Great Stories Can Come from Surprising Places

By Jack Limpert

Editors are always looking for the big story, the investigative piece that wins awards. Those big ones don’t come easy—they take a lot of research, reporting, writing, and editing. But there’s another kind of high-impact story, the lighter ones that create lots of talk, and they usually fall into your lap.

The most recent example was The Washingtonian’s web story on inauguration night that said singing star Beyonce most likely lip-synched the Star-Spangled Banner at the noon ceremony. The magazine’s editor, Garrett Graff, was at the inaugural ceremony, sitting with other members of the periodical press near the main stage, and he noticed that the Marine Band didn’t appear to be playing as Beyonce appeared to sing. He e-mailed Sophie Gilbert, one of the magazine’s writers, who found a picture on Instagram that showed Beyonce in a recording studio with members of the Marine Band. So she posted a story about it, showing the picture and making the case that Beyonce most likely lip-synched the national anthem.

The next morning there was an apparent confirmation from the Marine Band of the Beyonce lip synching but that quickly was pulled back. The band confirmed that its part of the performance was recorded but no one was willing to say whether Beyonce sang or lip synched to the earlier recording in the studio.

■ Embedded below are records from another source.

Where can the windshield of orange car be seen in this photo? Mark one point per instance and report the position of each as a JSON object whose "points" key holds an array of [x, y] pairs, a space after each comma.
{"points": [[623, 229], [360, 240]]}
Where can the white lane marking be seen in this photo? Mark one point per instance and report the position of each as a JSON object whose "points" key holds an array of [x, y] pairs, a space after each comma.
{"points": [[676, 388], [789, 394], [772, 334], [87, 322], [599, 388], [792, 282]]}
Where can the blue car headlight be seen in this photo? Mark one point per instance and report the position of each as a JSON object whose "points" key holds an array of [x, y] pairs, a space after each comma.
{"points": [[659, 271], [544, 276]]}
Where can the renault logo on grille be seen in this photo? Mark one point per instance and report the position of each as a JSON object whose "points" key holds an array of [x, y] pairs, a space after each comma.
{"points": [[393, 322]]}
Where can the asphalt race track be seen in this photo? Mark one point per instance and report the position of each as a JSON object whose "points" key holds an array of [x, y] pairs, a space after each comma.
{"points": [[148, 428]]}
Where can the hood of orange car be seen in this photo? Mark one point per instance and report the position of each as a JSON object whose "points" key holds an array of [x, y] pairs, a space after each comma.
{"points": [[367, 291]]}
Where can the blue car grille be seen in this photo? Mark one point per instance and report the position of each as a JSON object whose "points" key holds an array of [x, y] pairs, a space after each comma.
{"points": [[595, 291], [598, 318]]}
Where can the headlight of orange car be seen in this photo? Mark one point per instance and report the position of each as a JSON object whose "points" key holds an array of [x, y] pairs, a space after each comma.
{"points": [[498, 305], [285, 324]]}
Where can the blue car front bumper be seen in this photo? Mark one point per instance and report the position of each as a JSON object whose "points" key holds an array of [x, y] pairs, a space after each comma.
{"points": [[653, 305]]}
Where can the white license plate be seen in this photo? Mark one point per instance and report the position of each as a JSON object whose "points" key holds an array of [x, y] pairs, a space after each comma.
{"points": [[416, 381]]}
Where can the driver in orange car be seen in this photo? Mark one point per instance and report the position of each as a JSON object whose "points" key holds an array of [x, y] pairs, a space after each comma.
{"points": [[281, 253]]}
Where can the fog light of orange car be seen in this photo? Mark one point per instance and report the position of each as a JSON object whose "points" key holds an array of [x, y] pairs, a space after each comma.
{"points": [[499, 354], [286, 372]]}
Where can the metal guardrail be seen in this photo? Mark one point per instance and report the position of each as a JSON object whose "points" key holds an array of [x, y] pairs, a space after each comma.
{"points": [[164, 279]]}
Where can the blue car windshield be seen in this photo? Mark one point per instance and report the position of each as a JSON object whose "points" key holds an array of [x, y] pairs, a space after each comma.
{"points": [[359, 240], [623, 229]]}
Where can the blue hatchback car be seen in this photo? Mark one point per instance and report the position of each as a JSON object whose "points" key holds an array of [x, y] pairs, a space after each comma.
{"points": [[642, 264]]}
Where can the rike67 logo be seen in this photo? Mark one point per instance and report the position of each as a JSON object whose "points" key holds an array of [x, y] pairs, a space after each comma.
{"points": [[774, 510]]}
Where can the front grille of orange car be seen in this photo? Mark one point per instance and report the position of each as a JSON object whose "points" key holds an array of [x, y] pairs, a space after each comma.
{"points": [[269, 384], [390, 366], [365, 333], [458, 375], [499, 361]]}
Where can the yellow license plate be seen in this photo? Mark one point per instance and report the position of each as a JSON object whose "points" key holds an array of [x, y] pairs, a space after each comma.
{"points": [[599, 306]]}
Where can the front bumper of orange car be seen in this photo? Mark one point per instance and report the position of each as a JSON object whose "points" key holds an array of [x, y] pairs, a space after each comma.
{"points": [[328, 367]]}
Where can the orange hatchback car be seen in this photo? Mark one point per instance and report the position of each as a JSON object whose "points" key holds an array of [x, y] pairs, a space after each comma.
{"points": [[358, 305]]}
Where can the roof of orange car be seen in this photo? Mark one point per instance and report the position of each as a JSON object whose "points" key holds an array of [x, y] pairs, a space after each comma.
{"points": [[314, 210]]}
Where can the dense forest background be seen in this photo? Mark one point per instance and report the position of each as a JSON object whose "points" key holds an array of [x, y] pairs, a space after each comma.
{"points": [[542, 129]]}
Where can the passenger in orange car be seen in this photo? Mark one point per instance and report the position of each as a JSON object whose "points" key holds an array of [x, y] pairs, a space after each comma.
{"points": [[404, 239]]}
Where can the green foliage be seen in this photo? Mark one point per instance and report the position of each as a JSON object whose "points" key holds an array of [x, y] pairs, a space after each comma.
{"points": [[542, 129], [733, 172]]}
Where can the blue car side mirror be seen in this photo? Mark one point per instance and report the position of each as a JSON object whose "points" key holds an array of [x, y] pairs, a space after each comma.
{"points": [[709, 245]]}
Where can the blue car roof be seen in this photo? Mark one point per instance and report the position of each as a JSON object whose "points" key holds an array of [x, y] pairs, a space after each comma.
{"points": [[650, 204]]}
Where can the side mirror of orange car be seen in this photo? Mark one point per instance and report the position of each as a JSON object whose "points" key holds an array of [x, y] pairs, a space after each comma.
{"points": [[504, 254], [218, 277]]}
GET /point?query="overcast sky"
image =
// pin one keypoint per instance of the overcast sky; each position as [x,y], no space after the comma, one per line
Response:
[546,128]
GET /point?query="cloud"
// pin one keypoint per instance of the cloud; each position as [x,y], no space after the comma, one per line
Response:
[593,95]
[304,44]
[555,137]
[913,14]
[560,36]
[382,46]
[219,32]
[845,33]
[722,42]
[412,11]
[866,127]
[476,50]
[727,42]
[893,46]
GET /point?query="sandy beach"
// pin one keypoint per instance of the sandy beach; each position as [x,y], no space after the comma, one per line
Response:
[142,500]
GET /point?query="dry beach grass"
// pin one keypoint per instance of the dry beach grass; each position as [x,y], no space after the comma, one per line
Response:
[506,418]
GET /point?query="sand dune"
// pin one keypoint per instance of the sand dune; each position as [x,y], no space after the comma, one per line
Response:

The guess among the media was that Beyonce did lip-synch it but her people quickly let the White House know that they wanted no talk about it and the Marine Band went silent.

The result for The Washingtonian was 300,000 page views on its website and 1,700 comments from readers—by far the biggest splash any story has made on the website.
In my years at The Washingtonian, we published a lot of what I thought were really good, solid, important stories, but the one that got us the most world-wide attention was, like the Beyonce story, not all that important. One morning in June 1989, before going to work, I was walking Lindy, our golden retriever.  I stopped to talk with a neighbor who was walking her springer spaniel. When I said something nice about her dog, she began to talk about the virtues of springers and she mentioned that hers was a lot better looking than Millie, the president’s dog. I’m not sure she called Millie ugly but she didn’t think she was a good representative of the breed.

When I got to the office, our art director showed me her idea for that July’s Best & Worst cover—it was mostly type with the cover art a picture of a gold crown. The editor’s brain began bouncing around: Best and worst, a generic gold crown, dull, boring. How about this: How about Millie as Washington’s worst dog? No, the art director said, the gold crown would be much classier. No, the editor said, we’re putting Millie on the cover and we’re calling her Washington’s ugliest dog.

About ten days later, the July issue hit the newsstands: Here’s one story about
what happened:

President Doggedly Defends Millie
June 29, 1989 DAVID LAUTER | Los Angeles Times Staff Writer

WASHINGTON — You can criticize his arms control plans, oppose his flag burning amendment or even argue in favor of higher taxes, but don’t mess with the President’s dog.

“I know you guys don’t write the editorials, but our dog was named ugliest dog in Washington by the Washingtonian magazine,” President Bush told three reporters from The Times at the end of an Oval Office interview Wednesday, referring to Millie, the family’s springer spaniel. “I’d like some defense on the West Coast. Imagine picking on a guy’s dog.”

A few minutes later, the telephone rang at the offices of Washingtonian, the capital’s slick city magazine.

“I’d like to know who did the ‘Best and Worst’ ” article, the caller asked, referring to the piece in which Millie was labeled as ugly. “I’d like to know how you picked the ugliest dog,” the caller continued. Receptionist Felicia Stovall said that the editor who had prepared the piece was tied up and asked the caller’s name. “President George Bush,” the caller responded.
So in my 40 years at the magazine, our most talked-about story came from listening to a neighbor talk about springer spaniels. The President was asked about the Washingtonian cover  at a televised news conference, and Millie and the magazine got big play all over the world. How many words inside the magazine? About 100.

The lesson is that you just never know where a really good story will come from. Keep your eyes open and listen to what people are talking about and you never know.